Footnotes

[1]. Cf. Matt. vii;12. also II Nephi, xxix;11-14; and Alma xxix; 8.

LESSON XXIII.

(Scripture Reading Exercise.)

ANCIENT CONCEPTIONS OF GOD.—(CONTINUED.)

ANALYSIS.

REFERENCES.

XVIII. Belief of Mohammedans.

1. Arabia and Its People.

2. Mohammed—Birth; Appearance; Character; Mission.

3. Mohammedanism-The Creed.

The Koran[1] of Mohammed (Sales's Translation), Preliminary Discourse, pp. 1-132, and Koran, Chs. iii and xxx.

Gibbon's "Decline and Fall of Rome," Vol. VI, Ch. 50.

Draper's "Intellectual Development of Europe," Vol. I, Ch. xi.

Hero and Hero Worship (Carlyle), Lecture II.

Dobbins' "World's Worship," Ch. xxxv, xxxvi and the notes of this lesson.

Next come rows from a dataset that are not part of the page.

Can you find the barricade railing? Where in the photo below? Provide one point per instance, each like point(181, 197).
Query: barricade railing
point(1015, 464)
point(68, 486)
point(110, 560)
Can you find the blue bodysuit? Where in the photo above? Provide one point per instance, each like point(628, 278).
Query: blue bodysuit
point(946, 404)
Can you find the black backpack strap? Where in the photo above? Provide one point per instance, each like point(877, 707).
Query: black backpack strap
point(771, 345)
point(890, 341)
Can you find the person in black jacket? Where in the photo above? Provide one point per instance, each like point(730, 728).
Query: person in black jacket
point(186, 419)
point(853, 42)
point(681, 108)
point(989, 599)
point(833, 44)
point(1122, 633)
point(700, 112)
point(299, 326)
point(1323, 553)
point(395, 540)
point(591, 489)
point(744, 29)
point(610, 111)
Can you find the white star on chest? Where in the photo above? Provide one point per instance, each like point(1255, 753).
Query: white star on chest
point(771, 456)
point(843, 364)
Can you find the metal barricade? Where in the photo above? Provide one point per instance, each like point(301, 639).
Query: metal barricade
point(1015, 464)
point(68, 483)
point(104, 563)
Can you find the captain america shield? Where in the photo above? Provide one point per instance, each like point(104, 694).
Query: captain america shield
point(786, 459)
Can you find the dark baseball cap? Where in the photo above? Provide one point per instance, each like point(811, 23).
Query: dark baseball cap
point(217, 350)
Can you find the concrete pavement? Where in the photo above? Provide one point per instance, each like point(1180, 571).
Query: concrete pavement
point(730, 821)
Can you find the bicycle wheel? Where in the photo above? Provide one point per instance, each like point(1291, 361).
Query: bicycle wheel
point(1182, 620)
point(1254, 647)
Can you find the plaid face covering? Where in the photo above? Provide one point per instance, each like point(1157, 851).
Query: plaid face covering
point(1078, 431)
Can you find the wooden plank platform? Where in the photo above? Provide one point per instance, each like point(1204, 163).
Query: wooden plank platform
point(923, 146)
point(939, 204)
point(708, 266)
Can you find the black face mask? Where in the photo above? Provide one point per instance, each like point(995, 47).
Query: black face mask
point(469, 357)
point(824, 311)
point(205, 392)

SPECIAL TEXT: "O Lord our Lord, how Excellent is Thy Name, in all the earth!" Ps. viii.

NOTES.

1. Arabia—The Land: "The Arabs, and the country they inhabit, which themselves call Jexirat al Arab, or the Peninsula of the Arabians, but we Arabia, were so named from Araba, a small territory in the province of Tehama; to which Yarab the son of Kahtan, the father of the ancient Arabs, gave his name, and where, some ages after, dwelt Ishmael the son of Abraham by Hagar. The Christian writers for several centuries speak of them under the appellation of Saxons; the most certain derivation of which word is from 'shark,' the east, where the descendants of Joctan, the Kahtan of the Arabs, are placed by Moses, and in which quarter they dwelt in respect to the Jews.

"The name of Arabia (used in a more extensive sense) sometimes comprehends all that large tract of land bounded by the river Euphrates, the Persian Gulf, the Sindian, Indian, and Red Seas, and part of the Mediterranean; above two-thirds of which country, that is, Arabia properly so-called, the Arabs have possessed almost from the flood; and have made themselves masters of the rest, either by settlements, or continual incursions; for which reason the Turks and Persians at this day call the whole Arabistan, or the country of the Arabs.